Fiela se Kind (Fiela's Child)
- Author: Dalene Matthee
- Original title: Fiela se Kind
- Language: Afrikaans
- Genre: Drama
- Publisher: Tafelberg Publishers Ltd
- Publication date: 1985
- Publication place: South Africa
- Published in English: 1986
- Media type: Hardcover/Movie
- Pages: 314
- ISBN: 0-394-55231-8
- OCLC: 13003348
- Dewey Decimal: 823 19
- LC Class: PR9369.3.M376 F5 1986

= Fiela's Child =

1985 novel by Dalene Matthee

Fiela's Child is a South African novel written by Dalene Matthee and published in 1985. The book was originally written in Afrikaans under the name Fiela se Kind, and was later translated into English, German, French, Hebrew, Dutch, Slovene and Swedish.

== Plot ==
The story is set in the forests of Knysna, South Africa in the nineteenth century, and tells the story of a Cape Coloured woman, Fiela Komoetie, and her family who adopt an abandoned Afrikaner three year old child Benjamin Komoetie found outside their door. Nine years later, census-takers come to count the people living in the Long Kloof. They are shocked that a white child is living with a Coloured family and somehow come to the conclusion that the white child must be the child lost by the van Rooyens who live in the Forest. Fiela is distraught that her child is being taken away and travels to speak with the magistrate which fails because of the prevalent racism at the time. The magistrate warns Fiela that if she interferes any more she will be dealt with. The child is taken away from her and forced to live with the van Rooyens who make beams from wood. His living conditions with the white people are much worse than with his Coloured family. Elias van Rooyen continuously abuses the family and everyone is thoroughly miserable. The child, Benjamin Komoetie, is forced to take up the name of Lukas van Rooyen and falls in love with his apparent sister, Nina van Rooyen. The climax of the story unfolds a few years later when the boy forces his "mother's" guilt to confess that he is not actually her son and he returns to Fiela and her family, whom he chooses as his own.

==Themes==
Matthee tackles environmental concerns, themes of racism and sexism as well as discrimination of class.
The blue-buck is over hunted and elephants are freely killed.
The relations between whites and Coloureds are tense. Although this plays off before Apartheid at a time when technically there was equality before the law, the legal system was biased and in favour of whites.
The marine industry is suffering from the introduction of steam-powered ships.

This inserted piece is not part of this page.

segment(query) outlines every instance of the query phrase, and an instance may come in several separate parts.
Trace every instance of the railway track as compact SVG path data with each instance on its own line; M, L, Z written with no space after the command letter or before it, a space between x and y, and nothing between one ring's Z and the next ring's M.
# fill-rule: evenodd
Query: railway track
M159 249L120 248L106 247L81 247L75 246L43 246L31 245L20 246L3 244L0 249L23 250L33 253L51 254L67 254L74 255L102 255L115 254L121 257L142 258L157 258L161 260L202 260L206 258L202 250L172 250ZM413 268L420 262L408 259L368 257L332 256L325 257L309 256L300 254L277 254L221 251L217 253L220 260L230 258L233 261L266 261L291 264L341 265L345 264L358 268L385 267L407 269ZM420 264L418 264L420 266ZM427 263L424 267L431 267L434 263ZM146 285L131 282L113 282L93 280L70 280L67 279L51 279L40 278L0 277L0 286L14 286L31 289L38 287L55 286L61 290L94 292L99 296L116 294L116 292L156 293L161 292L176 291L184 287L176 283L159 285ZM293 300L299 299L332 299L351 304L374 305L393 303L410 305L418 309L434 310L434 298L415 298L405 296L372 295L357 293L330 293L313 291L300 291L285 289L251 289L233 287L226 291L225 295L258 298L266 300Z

==The aspect of liminality==
In the novel by Dalene Matthee the aspect of liminality, in which a person is able to decide who and what to be, plays a major role. In the novel, Benjamin is in the liminal stage and is unaware of his true identity. The setting is described to be in the liminal stage, hence it takes place on both sides of a mountain.

== Movie ==
The book was made into a film in 1988 and starred Shaleen Surtie-Richards as Fiela. The film in 2019 starred Zenobia Kloppers as Fiela.

== Education ==
In South Africa, the drama, published by Tafelberg Publishers, is used as a grade 12 setwork book for Afrikaans First Additional Language (FAL) learners in matric.